Foucault's premise is that systems of thought and knowledge ("epistemes" or "discursive formations") are governed by rules (beyond those of grammar and logic) which operate beneath the consciousness of individual subjects and define a system of conceptual possibilities that determines the boundaries of thought and language use in a given domain and period. Foucault also provides a philosophical treatment and critique of phenomenological and dogmatic structural readings of history and philosophy, portraying continuous narratives as naïve ways of projecting our own consciousness onto the past, thus being exclusive and excluding.

Foucault argues that the contemporary study of the history of ideas, although it targets moments of transition between historical worldviews, ultimately depends on continuities that break down under close inspection. The history of ideas marks points of discontinuity between broadly defined modes of knowledge, but the assumption that those modes exist as wholes fails to do justice to the complexities of discourse. Foucault argues that "discourses" emerge and transform not according to a developing series of unarticulated, common worldviews, but according to a vast and complex set of discursive and institutional relationships, which are defined as much by breaks and ruptures as by unified themes.
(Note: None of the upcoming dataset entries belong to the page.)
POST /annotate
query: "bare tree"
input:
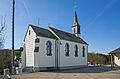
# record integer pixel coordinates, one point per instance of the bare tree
(2, 31)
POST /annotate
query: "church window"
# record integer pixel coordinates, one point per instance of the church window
(76, 50)
(49, 48)
(29, 32)
(67, 49)
(36, 49)
(83, 51)
(37, 40)
(74, 30)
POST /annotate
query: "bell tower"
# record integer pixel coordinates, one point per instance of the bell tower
(76, 26)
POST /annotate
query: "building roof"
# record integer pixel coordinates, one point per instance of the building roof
(75, 20)
(67, 36)
(115, 51)
(42, 32)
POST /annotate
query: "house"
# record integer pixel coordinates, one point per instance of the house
(51, 48)
(116, 54)
(5, 59)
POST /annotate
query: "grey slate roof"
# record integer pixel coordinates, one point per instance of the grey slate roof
(67, 36)
(115, 51)
(42, 32)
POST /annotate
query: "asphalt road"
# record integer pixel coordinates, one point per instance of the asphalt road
(82, 73)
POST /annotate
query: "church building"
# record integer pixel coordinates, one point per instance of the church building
(48, 49)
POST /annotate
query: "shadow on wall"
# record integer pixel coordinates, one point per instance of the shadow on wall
(92, 69)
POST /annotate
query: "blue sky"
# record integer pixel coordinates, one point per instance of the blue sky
(99, 20)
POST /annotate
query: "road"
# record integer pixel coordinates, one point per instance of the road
(83, 73)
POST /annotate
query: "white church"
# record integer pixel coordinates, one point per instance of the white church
(53, 49)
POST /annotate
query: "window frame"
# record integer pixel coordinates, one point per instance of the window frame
(37, 40)
(49, 48)
(83, 51)
(36, 49)
(76, 51)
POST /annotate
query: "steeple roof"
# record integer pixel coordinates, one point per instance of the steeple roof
(75, 20)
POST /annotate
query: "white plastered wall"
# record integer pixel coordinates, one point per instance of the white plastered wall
(117, 59)
(71, 60)
(42, 60)
(30, 44)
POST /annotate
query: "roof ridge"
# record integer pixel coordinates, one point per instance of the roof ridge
(61, 30)
(37, 27)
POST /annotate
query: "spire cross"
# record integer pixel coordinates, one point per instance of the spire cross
(75, 4)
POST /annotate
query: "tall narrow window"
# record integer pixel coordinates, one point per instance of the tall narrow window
(36, 49)
(83, 51)
(74, 30)
(67, 49)
(76, 50)
(29, 32)
(37, 40)
(49, 44)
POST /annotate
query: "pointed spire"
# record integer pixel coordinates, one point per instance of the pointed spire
(75, 20)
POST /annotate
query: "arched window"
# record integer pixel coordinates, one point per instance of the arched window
(83, 51)
(67, 49)
(76, 50)
(74, 30)
(37, 40)
(49, 48)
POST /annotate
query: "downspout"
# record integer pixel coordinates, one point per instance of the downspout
(57, 54)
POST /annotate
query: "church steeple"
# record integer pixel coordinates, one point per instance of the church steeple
(76, 26)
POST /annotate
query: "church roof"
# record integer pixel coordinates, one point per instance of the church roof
(75, 20)
(42, 32)
(115, 51)
(67, 36)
Foucault defines a "discourse" as a 'way of speaking'. Thus, his method studies only the set of 'things said' in their emergences and transformations, without any speculation about the overall, collective meaning of those statements, and carries his insistence on discourse-in-itself down to the most basic unit of things said: the statement (énoncé). During most of Archaeology, Foucault argues for and against various notions of what are inherent aspects of a statement, without arriving at a comprehensive definition. He does, however, argue that a statement is the rules which render an expression (that is, a phrase, a proposition, or a speech act) discursively meaningful. This concept of meaning differs from the concept of signification: Though an expression is signifying, for instance "The gold mountain is in California", it may nevertheless be discursively meaningless and therefore have no existence within a certain discourse. For this reason, the "statement" is an existence function for discursive meaning.